How do you see DLT technologies adoption such as Blockchain evolving the next 3 years?
DLT technology will overcome the hype and become the necessary background of the digital economy that we are building and is yet to come. These technologies provide a unique and much needed value: transparency in the actions taken. Together with other improvements, they imply a revolution in terms of ways of working, culture and education inside organisations, particularly in terms of digital transactions, which are still a barrier.

Fortunately, I have seen that we are testing this new reality from different tech communities. The reason for its success is the specific use for needed tasks, so we can take its value for granted. In my opinion, leaving data intermediaries out will increase confidence and lead to decentralization without one and only leading source of information.
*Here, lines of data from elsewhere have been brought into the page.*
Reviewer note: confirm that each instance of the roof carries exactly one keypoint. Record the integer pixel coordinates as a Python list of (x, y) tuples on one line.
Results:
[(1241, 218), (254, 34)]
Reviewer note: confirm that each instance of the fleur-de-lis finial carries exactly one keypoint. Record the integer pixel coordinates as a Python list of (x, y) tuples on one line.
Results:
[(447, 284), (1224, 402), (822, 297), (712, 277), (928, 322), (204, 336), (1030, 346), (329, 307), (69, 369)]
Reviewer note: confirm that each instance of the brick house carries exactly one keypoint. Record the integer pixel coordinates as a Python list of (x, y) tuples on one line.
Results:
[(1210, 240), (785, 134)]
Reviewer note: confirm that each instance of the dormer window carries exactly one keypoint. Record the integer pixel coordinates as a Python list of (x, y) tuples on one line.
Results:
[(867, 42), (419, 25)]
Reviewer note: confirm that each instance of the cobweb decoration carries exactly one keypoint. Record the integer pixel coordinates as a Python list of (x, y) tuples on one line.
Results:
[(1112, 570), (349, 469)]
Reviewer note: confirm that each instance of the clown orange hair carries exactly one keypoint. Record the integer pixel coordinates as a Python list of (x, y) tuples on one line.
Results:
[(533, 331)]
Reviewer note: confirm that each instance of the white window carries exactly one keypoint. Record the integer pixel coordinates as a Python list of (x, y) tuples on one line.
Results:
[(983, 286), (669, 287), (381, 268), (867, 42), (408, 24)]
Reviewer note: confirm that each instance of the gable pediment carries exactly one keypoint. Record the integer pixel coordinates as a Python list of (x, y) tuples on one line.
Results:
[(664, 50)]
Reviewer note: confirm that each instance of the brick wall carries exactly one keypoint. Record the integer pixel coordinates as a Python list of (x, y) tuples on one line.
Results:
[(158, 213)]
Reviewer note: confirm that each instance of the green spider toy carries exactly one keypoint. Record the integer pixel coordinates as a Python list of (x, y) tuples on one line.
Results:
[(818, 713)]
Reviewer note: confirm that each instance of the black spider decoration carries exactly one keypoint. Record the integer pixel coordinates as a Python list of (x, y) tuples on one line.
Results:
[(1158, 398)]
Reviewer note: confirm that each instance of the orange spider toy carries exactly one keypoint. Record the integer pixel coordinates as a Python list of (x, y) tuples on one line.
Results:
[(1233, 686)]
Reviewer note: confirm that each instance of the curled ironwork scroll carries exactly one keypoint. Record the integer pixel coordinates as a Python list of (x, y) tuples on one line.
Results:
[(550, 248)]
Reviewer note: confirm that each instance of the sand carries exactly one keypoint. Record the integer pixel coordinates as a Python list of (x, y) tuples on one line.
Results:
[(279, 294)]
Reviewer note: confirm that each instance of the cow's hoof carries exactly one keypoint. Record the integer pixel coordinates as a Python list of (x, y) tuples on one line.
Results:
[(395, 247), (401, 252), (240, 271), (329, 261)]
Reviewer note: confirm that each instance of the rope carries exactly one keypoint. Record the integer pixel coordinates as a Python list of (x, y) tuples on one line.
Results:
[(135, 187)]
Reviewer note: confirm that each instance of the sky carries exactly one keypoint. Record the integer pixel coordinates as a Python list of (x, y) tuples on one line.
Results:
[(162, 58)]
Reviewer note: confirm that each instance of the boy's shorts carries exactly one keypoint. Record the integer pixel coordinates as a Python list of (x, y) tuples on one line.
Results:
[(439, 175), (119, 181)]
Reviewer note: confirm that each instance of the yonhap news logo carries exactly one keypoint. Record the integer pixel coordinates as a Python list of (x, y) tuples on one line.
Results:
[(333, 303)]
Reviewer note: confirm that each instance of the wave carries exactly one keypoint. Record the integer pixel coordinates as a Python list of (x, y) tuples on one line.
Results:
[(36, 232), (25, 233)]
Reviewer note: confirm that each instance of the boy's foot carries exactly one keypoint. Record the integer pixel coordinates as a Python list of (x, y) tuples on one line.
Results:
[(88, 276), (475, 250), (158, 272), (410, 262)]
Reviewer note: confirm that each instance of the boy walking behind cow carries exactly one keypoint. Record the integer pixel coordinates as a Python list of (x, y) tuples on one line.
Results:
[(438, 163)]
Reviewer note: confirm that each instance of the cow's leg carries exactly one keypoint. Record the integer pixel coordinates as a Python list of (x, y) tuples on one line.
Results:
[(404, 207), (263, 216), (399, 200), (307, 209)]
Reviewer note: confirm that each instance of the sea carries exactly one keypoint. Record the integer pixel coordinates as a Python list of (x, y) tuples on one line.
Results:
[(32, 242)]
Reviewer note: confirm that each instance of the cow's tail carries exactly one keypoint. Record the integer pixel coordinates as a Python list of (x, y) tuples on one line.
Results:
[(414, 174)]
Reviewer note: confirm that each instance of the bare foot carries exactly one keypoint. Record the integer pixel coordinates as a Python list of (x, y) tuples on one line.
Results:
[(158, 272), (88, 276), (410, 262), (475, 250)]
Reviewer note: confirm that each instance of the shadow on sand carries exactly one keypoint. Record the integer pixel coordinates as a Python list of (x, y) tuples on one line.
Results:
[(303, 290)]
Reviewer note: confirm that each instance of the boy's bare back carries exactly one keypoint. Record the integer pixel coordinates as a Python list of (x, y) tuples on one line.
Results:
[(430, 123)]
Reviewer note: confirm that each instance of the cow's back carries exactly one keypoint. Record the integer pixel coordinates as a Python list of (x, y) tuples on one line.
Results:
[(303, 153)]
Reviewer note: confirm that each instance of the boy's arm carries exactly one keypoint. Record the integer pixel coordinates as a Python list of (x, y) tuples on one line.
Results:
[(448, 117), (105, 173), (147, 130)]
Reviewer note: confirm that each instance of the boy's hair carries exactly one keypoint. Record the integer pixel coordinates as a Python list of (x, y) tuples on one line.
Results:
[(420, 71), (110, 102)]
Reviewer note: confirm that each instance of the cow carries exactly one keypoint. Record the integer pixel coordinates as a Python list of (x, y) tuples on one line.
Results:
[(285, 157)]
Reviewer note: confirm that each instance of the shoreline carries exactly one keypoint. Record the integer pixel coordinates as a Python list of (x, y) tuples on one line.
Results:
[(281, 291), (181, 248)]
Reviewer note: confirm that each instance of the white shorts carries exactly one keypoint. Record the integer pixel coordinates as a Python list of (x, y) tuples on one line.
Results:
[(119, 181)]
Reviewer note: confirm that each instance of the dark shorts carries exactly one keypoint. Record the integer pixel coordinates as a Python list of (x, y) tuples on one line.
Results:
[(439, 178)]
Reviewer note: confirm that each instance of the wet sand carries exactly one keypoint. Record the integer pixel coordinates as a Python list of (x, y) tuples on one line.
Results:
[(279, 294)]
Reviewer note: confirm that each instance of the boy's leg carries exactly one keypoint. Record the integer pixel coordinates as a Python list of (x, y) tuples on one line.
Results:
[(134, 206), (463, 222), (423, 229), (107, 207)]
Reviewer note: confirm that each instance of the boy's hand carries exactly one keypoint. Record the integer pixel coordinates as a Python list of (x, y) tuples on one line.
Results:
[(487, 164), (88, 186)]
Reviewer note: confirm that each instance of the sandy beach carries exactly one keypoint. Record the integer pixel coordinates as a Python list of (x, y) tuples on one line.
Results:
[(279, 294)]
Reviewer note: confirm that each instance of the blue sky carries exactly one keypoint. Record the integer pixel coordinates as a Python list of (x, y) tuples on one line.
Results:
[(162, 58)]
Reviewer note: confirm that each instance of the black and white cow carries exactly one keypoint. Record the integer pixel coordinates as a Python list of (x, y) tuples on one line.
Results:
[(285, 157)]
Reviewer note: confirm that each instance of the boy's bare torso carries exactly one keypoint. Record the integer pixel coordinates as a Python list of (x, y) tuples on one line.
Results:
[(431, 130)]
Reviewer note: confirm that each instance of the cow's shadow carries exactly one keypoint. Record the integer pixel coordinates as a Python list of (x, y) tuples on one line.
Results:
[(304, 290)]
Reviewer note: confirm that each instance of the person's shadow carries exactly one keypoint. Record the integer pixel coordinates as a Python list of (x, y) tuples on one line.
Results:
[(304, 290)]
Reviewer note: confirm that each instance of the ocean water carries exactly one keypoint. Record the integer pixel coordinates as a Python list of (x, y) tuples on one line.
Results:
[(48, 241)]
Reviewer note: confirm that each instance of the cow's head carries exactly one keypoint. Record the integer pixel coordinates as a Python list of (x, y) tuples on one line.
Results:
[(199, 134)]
This would bring structural changes for the better, beneficial to enterprises, governments, social groups and individuals.

What it is Ocean Protocol and what enticed you to this new venture?
Ocean Protocol works through utility tokens with a unique and traceable identifier. It is a decentralised protocol, a network that provides a secure data sharing mechanism between companies and inside the same one. We provide the technology needed to make data transactions auditable, secure, and clear, contributing to the AI development out of the monopoly.

This is the reason why I joined DEX and Ocean Protocol. Currently, 99% of data is not accessible. In our case, the data owner has full control over the customizable software and their preferences during the process, which makes it a marketplace of reference. Being able to train your own algorithms implies the democratization of AI in all sectors, contributing to increase confidence in the digital economy.

What type of IoT startups might really benefit from your protocol? What about for established corporations?
Any company that requires a data strategy to maintain or has the potential to be the basis of a new business model will eventually need this. If IoT companies or any other type of business are going to develop their own data bases and keep part of this information in the devices they are going to deploy, Ocean Protocol will be useful. Information is not useful by itself; it is the way you action it that makes a difference and creates value.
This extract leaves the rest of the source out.